Вот так он и ушел навсегда из монастыря с Клавой и тремя дочерями. Нанял клетушку в бараках за Преображенским рынком на спуске к Хапиловке. Уволился с ткацкой фабрики. И поступил учеником слесаря на Электрозавод.


Говоря братьям, что не один раз просил квартиру для себя и семьи у директора ткацкой фабрики, Костя говорил не то чтобы неправду, но не всю правду. Он просил квартиру всего один раз и больше своей просьбы повторять не стал.

У Кости Сигалаева была мечта…

На польском фронте в одном из занятых городов он нашел в офицерском казино на полу странную, удивительную картинку, надолго поразившую его воображение.
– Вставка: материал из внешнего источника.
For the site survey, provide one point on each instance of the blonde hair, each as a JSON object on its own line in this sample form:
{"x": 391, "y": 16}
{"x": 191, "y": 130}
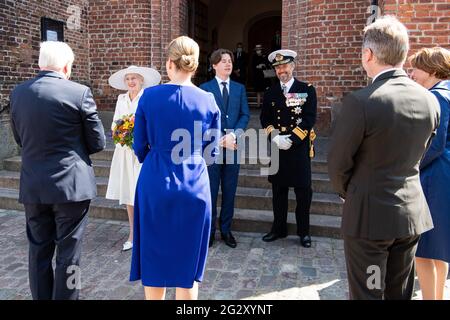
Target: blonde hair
{"x": 435, "y": 61}
{"x": 55, "y": 55}
{"x": 388, "y": 39}
{"x": 184, "y": 53}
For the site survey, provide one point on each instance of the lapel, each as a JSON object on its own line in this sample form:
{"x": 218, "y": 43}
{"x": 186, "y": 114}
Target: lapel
{"x": 215, "y": 89}
{"x": 295, "y": 87}
{"x": 53, "y": 74}
{"x": 391, "y": 74}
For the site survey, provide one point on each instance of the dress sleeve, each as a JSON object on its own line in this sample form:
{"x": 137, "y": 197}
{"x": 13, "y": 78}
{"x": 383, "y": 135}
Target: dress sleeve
{"x": 117, "y": 114}
{"x": 437, "y": 146}
{"x": 140, "y": 139}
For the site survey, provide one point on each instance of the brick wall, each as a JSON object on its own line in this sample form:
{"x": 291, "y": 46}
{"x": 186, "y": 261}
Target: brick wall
{"x": 427, "y": 20}
{"x": 129, "y": 32}
{"x": 327, "y": 35}
{"x": 21, "y": 35}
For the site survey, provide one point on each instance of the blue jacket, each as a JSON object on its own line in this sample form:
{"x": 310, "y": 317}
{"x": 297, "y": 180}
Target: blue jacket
{"x": 237, "y": 114}
{"x": 440, "y": 145}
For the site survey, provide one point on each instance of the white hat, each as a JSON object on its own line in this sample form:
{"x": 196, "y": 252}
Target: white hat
{"x": 150, "y": 75}
{"x": 279, "y": 57}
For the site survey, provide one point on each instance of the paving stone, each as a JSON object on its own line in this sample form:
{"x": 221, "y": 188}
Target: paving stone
{"x": 281, "y": 270}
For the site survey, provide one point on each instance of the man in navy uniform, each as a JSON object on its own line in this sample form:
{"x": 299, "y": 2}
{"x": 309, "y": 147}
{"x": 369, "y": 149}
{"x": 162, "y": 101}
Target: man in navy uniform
{"x": 288, "y": 116}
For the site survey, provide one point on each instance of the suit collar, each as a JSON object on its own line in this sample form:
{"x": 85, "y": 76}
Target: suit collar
{"x": 217, "y": 91}
{"x": 390, "y": 74}
{"x": 442, "y": 85}
{"x": 48, "y": 73}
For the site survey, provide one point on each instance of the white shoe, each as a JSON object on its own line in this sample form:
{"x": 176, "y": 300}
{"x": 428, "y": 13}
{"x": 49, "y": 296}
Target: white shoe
{"x": 127, "y": 246}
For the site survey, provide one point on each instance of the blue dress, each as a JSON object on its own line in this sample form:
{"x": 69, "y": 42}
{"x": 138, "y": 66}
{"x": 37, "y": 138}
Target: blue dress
{"x": 435, "y": 178}
{"x": 172, "y": 211}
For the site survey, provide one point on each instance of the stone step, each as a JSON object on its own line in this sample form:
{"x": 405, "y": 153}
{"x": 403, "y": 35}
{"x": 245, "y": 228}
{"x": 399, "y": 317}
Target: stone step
{"x": 253, "y": 179}
{"x": 103, "y": 166}
{"x": 11, "y": 180}
{"x": 260, "y": 221}
{"x": 261, "y": 199}
{"x": 245, "y": 220}
{"x": 247, "y": 178}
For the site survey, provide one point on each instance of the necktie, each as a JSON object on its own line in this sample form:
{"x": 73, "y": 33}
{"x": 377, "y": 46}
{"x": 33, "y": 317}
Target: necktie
{"x": 225, "y": 95}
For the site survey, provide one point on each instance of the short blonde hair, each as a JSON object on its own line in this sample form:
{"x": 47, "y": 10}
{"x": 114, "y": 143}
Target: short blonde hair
{"x": 184, "y": 52}
{"x": 55, "y": 55}
{"x": 388, "y": 39}
{"x": 435, "y": 61}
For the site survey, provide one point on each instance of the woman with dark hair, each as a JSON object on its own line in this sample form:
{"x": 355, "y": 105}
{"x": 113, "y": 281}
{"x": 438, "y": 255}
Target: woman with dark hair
{"x": 431, "y": 68}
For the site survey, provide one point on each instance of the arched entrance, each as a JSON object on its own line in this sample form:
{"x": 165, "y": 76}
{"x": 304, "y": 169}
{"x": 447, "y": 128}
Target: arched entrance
{"x": 264, "y": 29}
{"x": 225, "y": 23}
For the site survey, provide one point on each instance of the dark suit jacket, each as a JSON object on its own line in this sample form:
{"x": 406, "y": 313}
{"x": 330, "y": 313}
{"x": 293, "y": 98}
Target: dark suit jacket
{"x": 55, "y": 121}
{"x": 295, "y": 163}
{"x": 378, "y": 140}
{"x": 236, "y": 114}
На вырванной из журнала странице были изображены на большой, во всю страницу фотографии несколько абсолютно незнакомых для глаза и абсолютно одинаковых белых десятиэтажных жилых домов, прямых и стройных, как березняк, как-то необычно стоявших друг около друга — не близко и не далеко, а как-то вольно, независимо, с какой-то непривычной свободой и не прямой подчиненностью друг другу, объединенные единой, общей идеей, составляющие одновременно и произвольный, и в то же время непроизвольный ансамбль.

А рядом с домами стояла чудесная, молодая, искусственно посаженная светлая роща — юные и редкие между собой деревца, похожие на девушек-подростков, едва доставали своими как бы застенчивыми и стыдливыми кронами окон первого этажа, словно смущаясь или стесняясь заглянуть в окна.

Приятель, грамотный кавалерист, прочитал Косте название картинки, сделанное иностранными буквами, — «Деревня будущего», а молодая светлая рощица около десятиэтажных домов называлась и того чуднее — «Сквер».

Потом Косте еще несколько раз переводили понимающие люди иностранное название картинки, и оно каждый раз звучало по-другому: «Новый поселок», «Город завтрашнего дня» и так далее, но Косте, родившемуся и выросшему в угрюмой монастырской двухэтажной постройке за зубчатой стеной со сторожевыми башнями по углам, больше всего понравилось и запомнилось именно первое название — «Деревня будущего». И еще ему понравилось то, что на картинке вокруг домов нет стен и заборов с воротами и калитками.

Те же понимающие люди объяснили ему впоследствии, что на фотографии изображены не настоящие дома, а игрушечные — макеты из дерева и бумаги, и рощица-сквер тоже была не настоящая, а из бумаги, но Костя и сам вроде бы понял все это с самого начала, и для него здесь все дело было, конечно, не в этом, а совсем-совсем в другом.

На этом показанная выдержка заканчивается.